Her views have sparked a firestorm of controversy in France, with one Muslim leader condemning the idea as akin to “Stealing from Peter to give to Mohammed.”

‘Why not a holiday for Sikhs and Freemasons, too?’

Dounia Bouzar, newly appointed to the National Observatory on Secularism, mooted the plan in an interview with Challenges magazine on Monday.

“At the moment, every French person celebrates Christmas, and I think our public holidays should include one Jewish festival and one Muslim festival,” she said.

Rather than simply adding those dates on to the list of public holidays, however, the anthropologist insisted: “We must replace two Christian festivals with Yom Kippur and Eid.”

Catholic priest and journalist, Fr. Stéphane Le Messin, for his part, rejected the idea out of hand.

“Christianity is an integral part of French culture,” he told The Local. “Yes, there have been Jews in France for many years, and Muslims as well, though to a lesser extent, but the difference is that these religions are not an important part of French history, in the way that Christianity is,” he added.

“Also, the majority of French people are Christians. If we added Jewish and Muslim holidays, why not a day off for Sikh festivals, or a national holiday for Freemasons?”

‘Robbing Peter to pay Mohammed’

Bouzar’s idea has also received criticism from the Muslim community. said the Muslim and Jewish festivals should be added to the Christian ones, rather than replace them.

“It’s totally normal to consider other [religious] communities, but we should simply add these two festivals, and not replace any,” Abdellah Zekri, president of France’s Observatory against Islamophobia, told French daily Le Figaro.
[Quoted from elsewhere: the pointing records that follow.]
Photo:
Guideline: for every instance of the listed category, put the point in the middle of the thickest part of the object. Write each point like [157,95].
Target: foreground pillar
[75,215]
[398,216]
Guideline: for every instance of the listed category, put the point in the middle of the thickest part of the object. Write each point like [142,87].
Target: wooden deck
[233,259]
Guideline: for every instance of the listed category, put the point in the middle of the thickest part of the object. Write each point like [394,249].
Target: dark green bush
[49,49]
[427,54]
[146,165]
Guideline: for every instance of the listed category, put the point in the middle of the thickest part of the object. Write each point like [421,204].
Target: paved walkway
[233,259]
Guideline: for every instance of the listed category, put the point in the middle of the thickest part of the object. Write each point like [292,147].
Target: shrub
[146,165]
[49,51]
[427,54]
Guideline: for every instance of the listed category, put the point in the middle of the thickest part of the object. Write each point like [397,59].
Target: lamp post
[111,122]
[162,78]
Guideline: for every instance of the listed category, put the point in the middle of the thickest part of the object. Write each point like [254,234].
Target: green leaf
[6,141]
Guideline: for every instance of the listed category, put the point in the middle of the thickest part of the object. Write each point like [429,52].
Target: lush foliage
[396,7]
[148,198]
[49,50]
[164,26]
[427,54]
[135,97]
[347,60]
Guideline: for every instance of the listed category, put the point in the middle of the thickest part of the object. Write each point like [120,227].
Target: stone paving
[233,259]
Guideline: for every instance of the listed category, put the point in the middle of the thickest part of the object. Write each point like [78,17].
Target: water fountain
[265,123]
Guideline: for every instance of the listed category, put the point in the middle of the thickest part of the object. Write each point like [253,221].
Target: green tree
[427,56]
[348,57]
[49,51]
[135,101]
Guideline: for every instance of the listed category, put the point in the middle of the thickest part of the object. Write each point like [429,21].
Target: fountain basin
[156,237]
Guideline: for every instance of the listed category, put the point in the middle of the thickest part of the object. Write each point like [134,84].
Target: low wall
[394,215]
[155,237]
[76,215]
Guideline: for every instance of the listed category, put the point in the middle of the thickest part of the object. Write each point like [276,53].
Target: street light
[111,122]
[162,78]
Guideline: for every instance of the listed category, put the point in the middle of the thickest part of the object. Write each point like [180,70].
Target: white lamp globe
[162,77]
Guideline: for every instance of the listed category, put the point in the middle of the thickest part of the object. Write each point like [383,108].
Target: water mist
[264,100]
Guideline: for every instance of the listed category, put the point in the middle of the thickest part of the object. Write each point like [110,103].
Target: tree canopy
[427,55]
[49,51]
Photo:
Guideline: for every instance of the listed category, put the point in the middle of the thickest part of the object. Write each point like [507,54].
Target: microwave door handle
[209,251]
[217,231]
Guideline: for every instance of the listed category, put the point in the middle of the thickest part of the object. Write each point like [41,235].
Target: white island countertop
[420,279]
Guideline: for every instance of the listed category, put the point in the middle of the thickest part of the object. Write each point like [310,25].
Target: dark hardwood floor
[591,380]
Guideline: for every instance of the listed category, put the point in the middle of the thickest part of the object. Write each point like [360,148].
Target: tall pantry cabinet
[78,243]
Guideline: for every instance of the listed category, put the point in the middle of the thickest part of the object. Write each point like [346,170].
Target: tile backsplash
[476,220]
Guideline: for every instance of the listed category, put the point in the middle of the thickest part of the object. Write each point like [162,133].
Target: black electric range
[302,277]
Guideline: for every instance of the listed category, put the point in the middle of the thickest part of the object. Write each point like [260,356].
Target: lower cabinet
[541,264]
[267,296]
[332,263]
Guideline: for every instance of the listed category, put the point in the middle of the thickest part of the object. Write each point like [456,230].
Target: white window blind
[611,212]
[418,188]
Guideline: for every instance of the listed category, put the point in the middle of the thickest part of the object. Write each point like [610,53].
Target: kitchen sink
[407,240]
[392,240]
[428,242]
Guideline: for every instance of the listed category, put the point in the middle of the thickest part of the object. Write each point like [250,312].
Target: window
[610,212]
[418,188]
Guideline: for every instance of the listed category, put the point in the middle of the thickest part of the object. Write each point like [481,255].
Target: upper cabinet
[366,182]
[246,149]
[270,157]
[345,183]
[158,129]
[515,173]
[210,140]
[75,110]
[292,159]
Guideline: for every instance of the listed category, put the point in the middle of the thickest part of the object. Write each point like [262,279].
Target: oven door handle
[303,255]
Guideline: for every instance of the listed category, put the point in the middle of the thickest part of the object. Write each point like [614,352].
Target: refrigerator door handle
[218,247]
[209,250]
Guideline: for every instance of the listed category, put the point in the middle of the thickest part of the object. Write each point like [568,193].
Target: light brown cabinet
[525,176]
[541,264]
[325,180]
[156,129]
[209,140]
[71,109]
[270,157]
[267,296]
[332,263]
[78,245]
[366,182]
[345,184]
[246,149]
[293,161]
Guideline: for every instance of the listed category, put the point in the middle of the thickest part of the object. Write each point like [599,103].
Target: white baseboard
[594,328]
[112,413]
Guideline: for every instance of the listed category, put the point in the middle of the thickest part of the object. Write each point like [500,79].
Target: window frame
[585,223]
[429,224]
“Otherwise, people will say, ‘They want to rob Peter to pay Mohammed,’” he concluded.

Students and workers can already take a day off for religious festivals

French Jewish groups have voiced their opposition to the idea to add Yom Kippur to the calendar of national holidays.

Elie Petit, vice-president of UEJF (French Union of Jewish Students), a group which actively opposes anti-semitism and racism in French society, was pragmatic in his view of the proposal.

“There’s just no great need or demand from within the Jewish community, or wider society, to change the current system of public holidays,” he told The Local.

“We don’t consider it discrimination that there are Christian national holidays – France is a secular country but with a long Christian history, so it’s natural that the state would acknowledge that heritage in certain ways,” he added.

“In any case, students and workers in France are already entitled by law to take days off for their own individual religious festivals, so we don’t see any reason to change things,” he concluded.

Since the controversy erupted over her statements this week, Bouzar has backed down somewhat.

“It was just a thought, not an actual proposal,” she told Le Figaro on Thursday. Bouzar claimed that radical Islamists in France were feeding off a widespread feeling of alienation and marginalisation among French Muslims, and that recognizing a Muslim holiday could undermine radical recruitment.

“So I said to myself that giving Jewish and Muslim festivals a symbolic place [in the French calendar] could be one way to pull the rug from under the feet [of sectarianism].”